MACOITA, Formation

UPPER DEVONIAN ?

State of Zulia, Venezuela

Authors of name: Geologists of the Caribbean Petroleum Company (?).

Original reference: H. D. Hedberg and L. C. Sass, 1937, p. 79.

Original description: none published.

The name Macoíta was probably first used as a formation name by the geologists of the Caribbean Petroleum Company, who pioneered geologic surveys in the Perijá mountain front.

Hedberg and Sass (1937,p. 79) state that the "red shales, siltstones, and sandstones... well exposed on Río Macoíta", and populary referred to as the "Old Red Series", have been called "Macoíta formation". Liddle (1943, p. 19-20) says that the "Old Red Series" is not present on Río Macoíta, and uses the term Río Macoíta formation for the "Thinly-bedded, sandy, micaceous gray shales and dark-gray, evenly bedded, quarzitic, fine-grained sandstones which are well exposed on Río Macoíta", eliminating the application that Hedberg and Sass gave to the term Macoíta (which he erroneously cites as "Macoíta series").

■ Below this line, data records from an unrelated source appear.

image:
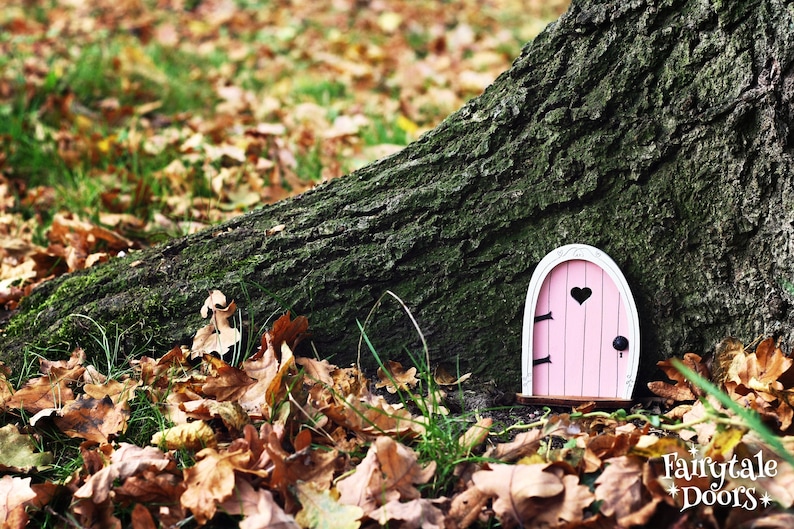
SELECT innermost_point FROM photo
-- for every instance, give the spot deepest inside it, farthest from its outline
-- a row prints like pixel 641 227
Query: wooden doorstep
pixel 554 400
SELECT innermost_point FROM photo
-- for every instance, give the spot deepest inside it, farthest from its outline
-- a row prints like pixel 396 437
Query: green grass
pixel 440 440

The type section (Richmond Exploration Company private report) begins near the "matera" Alirán on the Río Macoíta and extends northwestward for about three kilometers, to a point about half a kilometer northwest of "hacienda" Puerto Nuevo.

"The Macoíta formation is composed predominantly of interbedded olive gray, calcareous, carbonaceous siltstone and medium-gray to olive tan, minutely cross-bedded, fine, arkosic sandstone. Bedding is regular, with thickness of individual strata varying from a decimeter to a half meter or more. The upper 200 to 300 meters is of brick-red siltstone, sandy siltstone, and red and green conglomerate stringers, in a red, sandy and silty matrix. Conglomerate pebbles are red, calcareous siltstone and pinkish-gray, siliceous porphyry." (W. K. Gealy, Richmond Exploration Company private report.)

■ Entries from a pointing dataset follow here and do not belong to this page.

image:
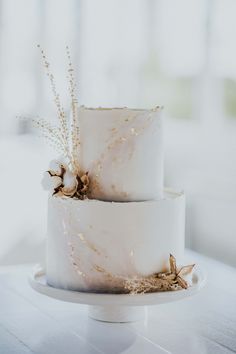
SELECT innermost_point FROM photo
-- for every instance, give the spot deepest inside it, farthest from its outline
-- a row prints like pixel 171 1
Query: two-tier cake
pixel 112 227
pixel 113 221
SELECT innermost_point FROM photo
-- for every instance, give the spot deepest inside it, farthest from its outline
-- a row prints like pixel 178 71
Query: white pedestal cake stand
pixel 115 307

The Macoíta formation is underlain by the Tinacoa formation, apparently conformably. From observations in the adjacent area, the upper contact, with the La Quinta formation, is known to be unconformable, although the unconformity is not readily apparent on Río Macoíta.

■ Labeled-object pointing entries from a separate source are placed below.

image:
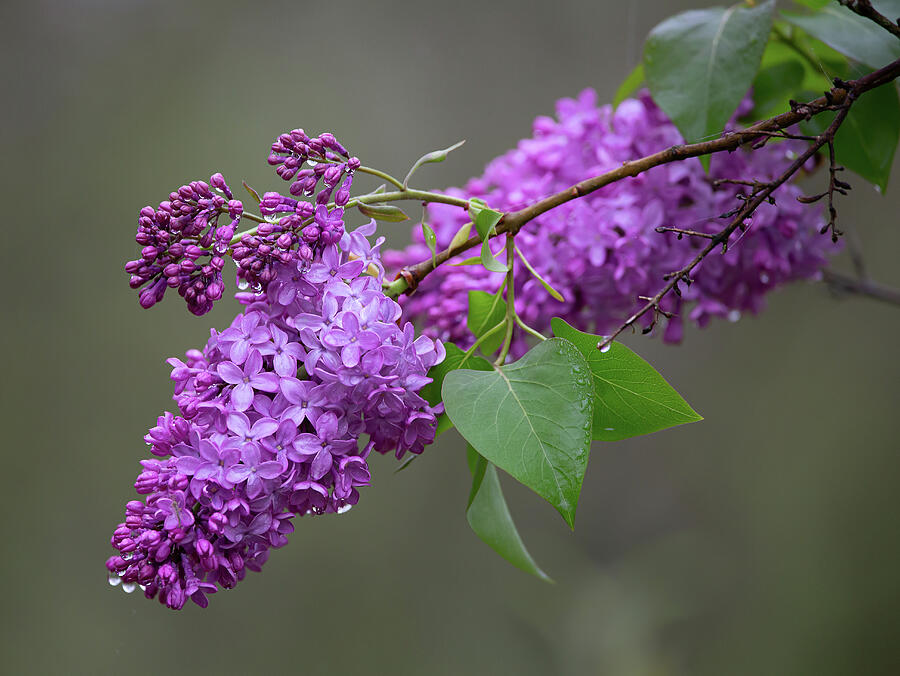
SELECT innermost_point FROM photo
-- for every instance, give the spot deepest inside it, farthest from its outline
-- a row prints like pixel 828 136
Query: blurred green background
pixel 763 540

Structural complexity, particularly in the lower part, makes it difficult to measure the thickness of the Macoíta, but at least, 1000 meters is reported in the type area. The formation is recognized from a few kilometers south of the Río Macoíta to the Totumo area, about forty kilometers to the north. At the area to the south and west, the formation is veiled in structural complexity and there is a lack of geologic investigations.

No fossils have been found in the Macoíta formation, but it is correlated with the Campo Chico formation of the Río Cachirí area farther north, which Liddle (1943, p. 14, 19) assigns to the Upper Devonian on the basis of stratigraphic continuity (Río Cachirí series) with underlying strata carrying Lower and Middle Devonian fauna.